ここ数年の主要国のロケット打ち上げ回数を比較すると、2018年は中国39回、米国31回、ロシア17回、2019年は中国34回、米国21回、ロシア25回、さらに2020年(9月まで)は中国28回、米国23回となっており、中国が3年連続で世界1位の座を確保しそうな勢いである。中国は1993年に国家の宇宙事業を一手に司る「国家航天局」を設立して管理・開発態勢を確立し、1970年代の人工衛星打ち上げ以降も2003年の有人宇宙飛行成功、2013年の月探査機「チャンウ3号」による月面着陸成功など着実に成果を収めている。

ここで、中国の宇宙開発について細部の進捗を見てみよう。2020年6月23日、中国政府は中国版測位システム(GPS)「北斗」の完成を宣言した。中国は北斗で衛星53基を打ち上げ、米国の31基を上回る35基を運用し、現在の誤差5メートル以内の位置精度を中国とその周辺に限りセンチメートル単位まで引き上げ、自動運転技術の開発に活用していく計画だ。また、次世代通信規格「5G」との融合も進めると見られる。さらに、中国メディアによると「北斗」関連特許申請は7万件 、サービスや関連製品の生産に関わる経済規模は2020年に4千億元(約6兆2,600億円)に達する見込みである。

2007年10月、中国は月面探査の第1フェーズとして月上空200kmの周回軌道観測を成功させた。2013年12月には第2フェーズとして「チャンウ3号」が月面軟着陸に成功、2018年には再び月面軟着陸、月面ローバーにて2020年現在まで地表探査継続中であり、さらにアルミ合金密閉容器にて綿花、ジャガイモなどの植物栽培実験を実施している。2020年には第3フェーズとして「チャンウ5号」により、月面の地下数メートルの土壌サンプルを採取し、持ち帰える計画である。その後「チャンウ6~8号」により、長期的ロボットミッションと短期的有人ミッションを継続する。そして2030年代には最終フェーズとして月面に有人研究基地を建設し、植物栽培を含め人類の長期滞在に挑戦する壮大な計画を進めている。一方、北京航空航天大学では、長期間に及ぶ宇宙空間での人類の生命維持や各種影響を調査するための「長期間・高密閉度生命保障実験」を2020年5月に開始した。月面や宇宙空間での長期滞在に備えた万全の準備体制をとっている状況だ。

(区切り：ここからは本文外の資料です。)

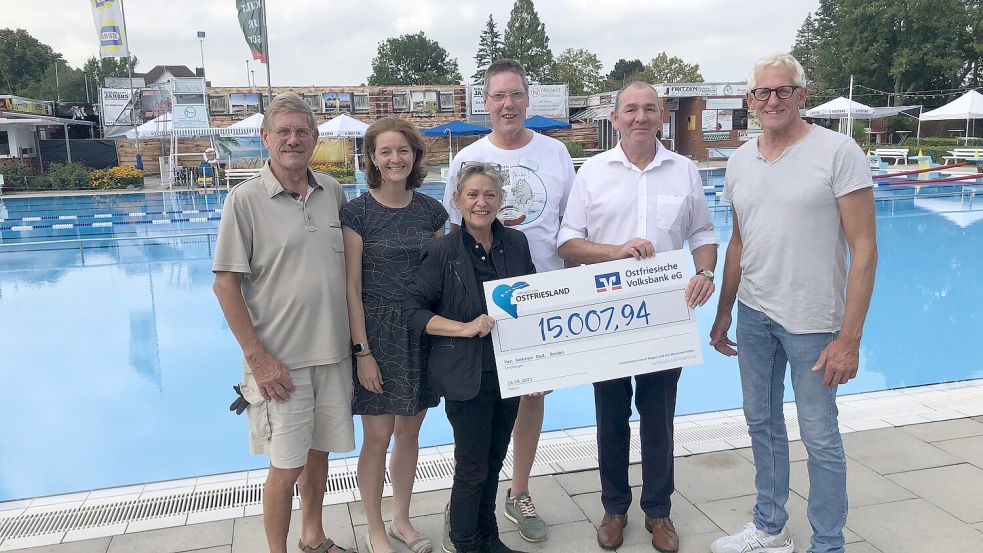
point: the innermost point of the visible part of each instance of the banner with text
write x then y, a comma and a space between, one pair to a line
548, 100
108, 18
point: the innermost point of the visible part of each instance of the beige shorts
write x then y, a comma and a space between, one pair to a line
318, 415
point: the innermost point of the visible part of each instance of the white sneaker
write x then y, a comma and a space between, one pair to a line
752, 540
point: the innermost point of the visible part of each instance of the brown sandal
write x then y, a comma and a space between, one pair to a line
324, 547
421, 544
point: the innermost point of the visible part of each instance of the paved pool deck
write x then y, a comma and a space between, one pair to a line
915, 477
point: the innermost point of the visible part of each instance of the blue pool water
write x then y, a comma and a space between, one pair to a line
118, 366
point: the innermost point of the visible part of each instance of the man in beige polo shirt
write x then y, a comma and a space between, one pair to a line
280, 279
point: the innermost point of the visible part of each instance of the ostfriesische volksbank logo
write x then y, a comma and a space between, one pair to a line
607, 281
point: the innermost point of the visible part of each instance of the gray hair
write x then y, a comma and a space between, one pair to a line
476, 168
506, 66
637, 84
777, 59
288, 102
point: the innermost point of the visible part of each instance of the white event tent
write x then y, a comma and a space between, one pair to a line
344, 126
968, 106
155, 128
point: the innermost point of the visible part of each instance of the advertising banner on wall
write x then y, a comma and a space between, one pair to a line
115, 106
24, 105
189, 107
702, 89
548, 100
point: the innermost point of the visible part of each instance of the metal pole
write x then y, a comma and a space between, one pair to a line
57, 85
266, 44
849, 111
918, 132
201, 43
68, 145
138, 162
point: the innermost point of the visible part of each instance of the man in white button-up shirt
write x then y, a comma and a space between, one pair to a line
633, 201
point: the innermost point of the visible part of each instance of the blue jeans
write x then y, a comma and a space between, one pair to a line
764, 349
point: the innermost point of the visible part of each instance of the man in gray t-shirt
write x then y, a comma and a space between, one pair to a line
802, 202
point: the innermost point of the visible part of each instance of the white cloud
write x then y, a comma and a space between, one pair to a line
318, 42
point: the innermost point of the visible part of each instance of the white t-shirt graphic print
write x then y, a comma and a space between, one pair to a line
540, 175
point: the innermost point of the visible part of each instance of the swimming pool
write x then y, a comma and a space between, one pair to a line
118, 365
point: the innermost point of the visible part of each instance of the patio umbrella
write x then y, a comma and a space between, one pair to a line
344, 126
968, 106
452, 129
540, 123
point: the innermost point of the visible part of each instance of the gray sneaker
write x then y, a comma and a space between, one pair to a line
522, 512
446, 544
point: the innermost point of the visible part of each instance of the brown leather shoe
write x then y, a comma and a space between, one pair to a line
611, 533
664, 538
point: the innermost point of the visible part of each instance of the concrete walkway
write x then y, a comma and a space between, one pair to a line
912, 489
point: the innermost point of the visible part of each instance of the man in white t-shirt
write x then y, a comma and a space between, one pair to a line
634, 200
802, 201
540, 174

2003年10月に「ヤン・リーウェイ中佐」は、21時間をかけて地球を14周飛行し、ソ連、米国に次ぐ世界で3番目の有人宇宙飛行に成功した。2005年には、2名の宇宙飛行、2012年には女性1名を含む3名による宇宙飛行に成功し、地球周回軌道上を飛行している天宮1号とのドッキングにも成功した。さらに、2016年には、2名の宇宙飛行士が天宮2号とドッキングし、約1カ月の宇宙滞在に成功している。中国は今後、2022年、中国版宇宙ステーション「天宮号」の稼働に向け着実に準備を進めている。因みに現在地球の周回軌道で稼働している国際宇宙ステーション「ISS」は2024年に運用が終了する予定であり、2024年以降に宇宙ステーションを運用する国は現時点では中国のみとなる見込みである。